Jim grins, then looks up as he presses against Spock's side. "I'll
keep you warm." —waldorph, "Love Story"
In a meeting room at the Crowne Plaza Ventura Beach, several dozen people sit in a semicircle of chairs. Posters plaster the walls, showing brainstorms from the Escapade discussions. One, titled "shared traits/tropes," lists items like "screwed up backgrounds" and "fans love snark." Another poster is titled "robot love."
Convention organizers allowed L.A. Weekly to sit in on one discussion, about slash's relationship to the outside world. Fans argued about the benefits and costs of privacy. Some compared slash with the "proletariat" and hacktivists. One asked whether slashers want to influence Hollywood or just "play with our toys." Someone answers, "Play with our toys!"
Calysta Rose leads the discussion along with Charlotte C. Hill, who co-organizes Escapade. Hill, a consultant in Santa Barbara, discovered slash at a science fiction convention when she looked under the table and found a zine where Kirk and Spock have sex. ("I was 14 and went, 'Holy crap, they should,' " she tells the Weekly.)
She sees discussions like these as empowering for women, and says the slash community has even helped certain women gain the strength to leave abusive relationships.
"We gave them a more emancipated sense of themselves," Hill says. "The sense of support for exactly who we were — that was not available with our neighbors necessarily, or our church, or our co-workers."
For Rose, Escapade is, as its name implies, an escape. She considers herself queer — although in the past she has dated men and is sexually attracted to them, they don't interest her romantically anymore.
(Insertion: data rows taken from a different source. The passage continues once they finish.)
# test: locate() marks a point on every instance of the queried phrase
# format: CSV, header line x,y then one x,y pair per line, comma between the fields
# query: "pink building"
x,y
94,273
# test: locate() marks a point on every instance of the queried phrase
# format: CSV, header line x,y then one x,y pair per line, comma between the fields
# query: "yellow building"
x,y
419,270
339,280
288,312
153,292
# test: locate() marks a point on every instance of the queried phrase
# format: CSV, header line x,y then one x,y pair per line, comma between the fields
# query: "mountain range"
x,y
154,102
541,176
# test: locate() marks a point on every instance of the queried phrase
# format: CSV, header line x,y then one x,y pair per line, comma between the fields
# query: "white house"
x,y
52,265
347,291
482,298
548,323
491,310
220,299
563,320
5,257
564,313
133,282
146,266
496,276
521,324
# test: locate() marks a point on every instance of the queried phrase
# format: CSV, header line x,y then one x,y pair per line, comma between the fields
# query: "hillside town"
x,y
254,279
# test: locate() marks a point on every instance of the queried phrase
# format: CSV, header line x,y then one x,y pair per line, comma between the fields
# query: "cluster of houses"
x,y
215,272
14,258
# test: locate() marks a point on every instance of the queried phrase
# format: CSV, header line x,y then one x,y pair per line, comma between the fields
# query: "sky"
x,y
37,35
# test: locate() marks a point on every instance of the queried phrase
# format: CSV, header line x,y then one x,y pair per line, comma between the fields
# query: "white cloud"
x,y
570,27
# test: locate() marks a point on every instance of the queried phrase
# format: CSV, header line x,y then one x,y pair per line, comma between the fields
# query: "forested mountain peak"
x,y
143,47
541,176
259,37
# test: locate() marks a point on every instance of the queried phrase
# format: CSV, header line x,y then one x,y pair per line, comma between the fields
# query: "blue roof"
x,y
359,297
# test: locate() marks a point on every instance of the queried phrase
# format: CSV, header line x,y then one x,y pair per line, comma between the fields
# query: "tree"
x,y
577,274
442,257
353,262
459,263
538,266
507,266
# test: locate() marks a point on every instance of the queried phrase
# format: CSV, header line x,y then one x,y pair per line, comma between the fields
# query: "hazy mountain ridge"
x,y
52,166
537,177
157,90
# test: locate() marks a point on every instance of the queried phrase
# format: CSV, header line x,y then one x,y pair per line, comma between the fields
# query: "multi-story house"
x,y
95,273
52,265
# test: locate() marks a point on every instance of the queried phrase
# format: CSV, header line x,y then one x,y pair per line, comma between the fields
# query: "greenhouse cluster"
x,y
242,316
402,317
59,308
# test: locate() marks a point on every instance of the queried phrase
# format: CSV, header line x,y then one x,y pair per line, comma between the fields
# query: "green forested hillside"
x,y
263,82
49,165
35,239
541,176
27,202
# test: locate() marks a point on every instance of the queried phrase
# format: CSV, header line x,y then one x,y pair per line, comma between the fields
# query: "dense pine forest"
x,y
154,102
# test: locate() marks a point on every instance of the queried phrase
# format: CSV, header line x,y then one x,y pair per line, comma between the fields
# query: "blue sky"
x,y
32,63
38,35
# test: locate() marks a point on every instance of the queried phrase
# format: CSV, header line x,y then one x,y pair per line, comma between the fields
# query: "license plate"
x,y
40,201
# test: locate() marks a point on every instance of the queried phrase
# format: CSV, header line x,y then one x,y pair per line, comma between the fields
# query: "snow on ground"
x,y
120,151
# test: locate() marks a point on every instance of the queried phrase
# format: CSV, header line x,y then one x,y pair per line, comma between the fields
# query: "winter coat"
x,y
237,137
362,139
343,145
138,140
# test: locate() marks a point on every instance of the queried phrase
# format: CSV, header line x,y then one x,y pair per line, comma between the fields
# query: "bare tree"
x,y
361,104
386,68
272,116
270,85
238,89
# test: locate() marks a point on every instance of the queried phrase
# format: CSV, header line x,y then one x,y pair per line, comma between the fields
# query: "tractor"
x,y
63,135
She has depression and anxiety and spends much of her time taking care of rescue cats. "Pretty much the only reason to go out of my house is to get cats and get cats their food," she says. "Fandom brings out the social butterfly in me."
Early on, she liked the naughtiness of slash. But now it's about the emotions.
She doesn't like tragic stories. She doesn't like infidelity. She wants sex and emotion to happen together, in perfect tandem. It doesn't happen enough in the real world. But in slash, she says, "It's like a completely and utterly unrealistic happily ever after."